En casa, pregunté con cuidado:
—Pablo, ¿te vas de casa?
—¿De dónde sacas eso, conejita? — Pablo negó con frío descaro.
—Algo andas con las «conejitas». ¿No te confundirás? — empecé a alterarme.
—Ah… Es por eso. Ni sé qué decir — mi marido enrojeció, turbado.

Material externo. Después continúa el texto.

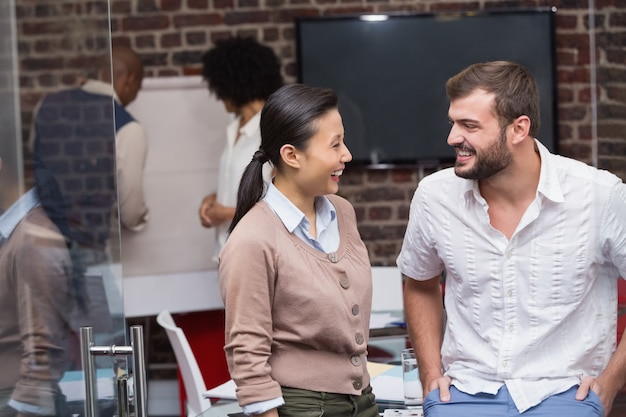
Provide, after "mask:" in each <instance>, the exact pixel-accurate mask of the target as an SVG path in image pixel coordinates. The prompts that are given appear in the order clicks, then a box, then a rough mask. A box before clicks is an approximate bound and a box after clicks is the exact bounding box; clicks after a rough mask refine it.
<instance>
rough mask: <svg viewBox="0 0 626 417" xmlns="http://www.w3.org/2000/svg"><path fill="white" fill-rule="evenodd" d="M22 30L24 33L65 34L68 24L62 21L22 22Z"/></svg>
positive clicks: (34, 34) (24, 33) (21, 31)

—¡No permitiré que te quiten! ¡Te apiadaste de una viuda! Alma tiene su destino, nosotros el nuestro. ¿Olvidaste a Daniel? ¿Qué le dirá él a tus dos hoglares? ¿Tan benefactor te crees? — lo odiaba y lo despreciaba.
… Medio año después, Pablo decidió irse.
Daniel dejó de hablarle. Mi casa quedó vacía. Cuando supe de su infidelidad, comencé a distanciarme de Pablo. Fueron seis meses benditos y dolorosos. Pablo seguía conmigo y yo creía que recapacitaría y olvidaría a Alma. Pero bien dijo mi abuela: «el amor no conoce prohibiciones».
Alma tuvo un hijo de Pablo. Cierto día los vi en el parque. Sofía llevaba al bebé, Alma y Pablo paseaban contemplando a sus hijos. No me vieron. ¿Para qué? ¿Estorbar su felicidad? Que no.
Lleg
Y con el tiempo, ese silencio en mi pecho se transformó en una suave brisa que barrió las últimas sombras del rencor, dejando solo el recuerdo agradecido de lo que una vez fue hermoso.